18 Law Professors Urge SCOTUS to Find that Plaintiffs Need Not Prove Materiality at the Class Certification Stage

A few weeks ago, eighteen law professors, including Berkeley Law Professor Robert Bartlett, filed an amicus brief in support of respondents in the pending Supreme Court case, Amgen, Inc. v. Conn. Retirement Plans and Trust Funds. Before the Court is whether plaintiffs using a “fraud-on-the-market” theory of reliance in a securities fraud (10b-5) class action must prove the “materiality” of alleged misstatements at the class certification stage. The brief argues that the histories of FRCP Rule 23 and the fraud-on-the-market presumption show that plaintiffs do not.

Under FRCP Rule 23, plaintiffs in a securities class action are required to show that the elements of a rule 10b-5 claim, including reliance, are common to the class. Reliance typically is shown through invoking the fraud-on-the-market presumption. The presumption, as articulated in the Supreme Court case Basic, Inc. v. Levinson, is based on the theory that most publicly available information is reflected in a stock’s price. Thus, a company’s public material misstatements are reflected in the price at which investors bought the security. “[A]n investor’s reliance on any public material misrepresentations, therefore, may be presumed.” The Court went on to state that materiality is an objective standard, “involving the significance of an omitted or misrepresented fact to a reasonable investor.” The Court did not hold, however, whether a showing of materiality is required to invoke the presumption.

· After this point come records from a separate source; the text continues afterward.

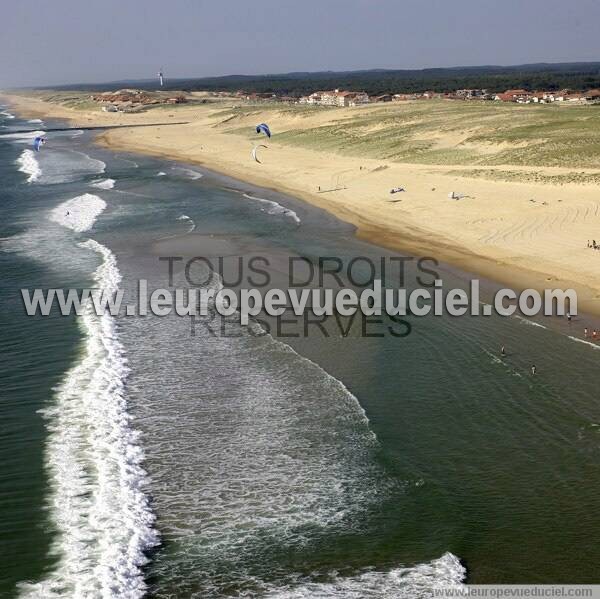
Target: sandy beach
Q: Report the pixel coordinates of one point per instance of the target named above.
(526, 232)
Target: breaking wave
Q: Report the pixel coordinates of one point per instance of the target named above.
(410, 583)
(97, 504)
(103, 183)
(29, 165)
(80, 213)
(275, 208)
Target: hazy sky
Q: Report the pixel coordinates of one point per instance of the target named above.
(62, 41)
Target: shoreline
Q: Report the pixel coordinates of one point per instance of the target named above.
(394, 235)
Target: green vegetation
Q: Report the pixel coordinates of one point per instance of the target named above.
(495, 78)
(452, 133)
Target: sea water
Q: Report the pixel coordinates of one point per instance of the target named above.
(139, 456)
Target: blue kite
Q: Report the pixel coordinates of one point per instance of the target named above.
(37, 142)
(263, 128)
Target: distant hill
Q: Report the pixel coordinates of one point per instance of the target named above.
(547, 76)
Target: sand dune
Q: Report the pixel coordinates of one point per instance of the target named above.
(496, 230)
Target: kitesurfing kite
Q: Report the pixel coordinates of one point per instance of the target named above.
(263, 128)
(254, 149)
(37, 142)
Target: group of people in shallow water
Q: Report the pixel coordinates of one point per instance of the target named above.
(594, 335)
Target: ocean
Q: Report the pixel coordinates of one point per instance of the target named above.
(152, 456)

Courts since Basic have held that to invoke the presumption, a plaintiff must prove that the market in which the security was sold was efficient and that the misstatements were public. Circuit Courts split, however, as to whether plaintiffs must also prove the materiality of these statements to invoke the presumption. In this case, the Ninth Circuit joined the Seventh and Third Circuits in holding that plaintiffs do not need to prove materiality at the class certification stage.  Rather, the court held that RCM need only plausibly allege materiality.

The amicus brief of the professors urges the Court to affirm the Ninth Circuit’s holding. The brief argues that because materiality is an objective standard, not particular to any individual investor, it is presumptively a common question, thus satisfying Rule 23(b)’s commonality requirement.

The brief also attacks an amicus brief in support of petitioners, written by Michigan Law Professor Adam Pritchard and University of Chicago Law Professor Todd Henderson, which argues that the Supreme Court’s holding in Basic improperly relied upon the efficient capital market hypothesis to justify the imposition of the fraud-on-the-market presumption. Pritchard and Henderson go on to conclude that “[t]he decision below should be reversed because it focuses on efficiency at the class certification stage, rather than on the market effect of the alleged misstatements at issue.”

The professors here respond with a history of the fraud-on-the-market presumption, which they claim dates back to the enactment of the Securities Exchange Act of 1934—well before the development of the Efficient Market Hypothesis. They argue that “[c]riticisms of the Efficient Capital Market Hypothesis fundamentally misunderstand Basic’s holding, which is expressly grounded in the enacting Congress’s understanding that securities markets tend to incorporate publicly available information.” The presumption is not, as Pritchard and Henderson argue, grounded on the efficient market hypothesis. Thus, the brief argues that the literal accuracy of the efficient capital market hypothesis is an irrelevant consideration.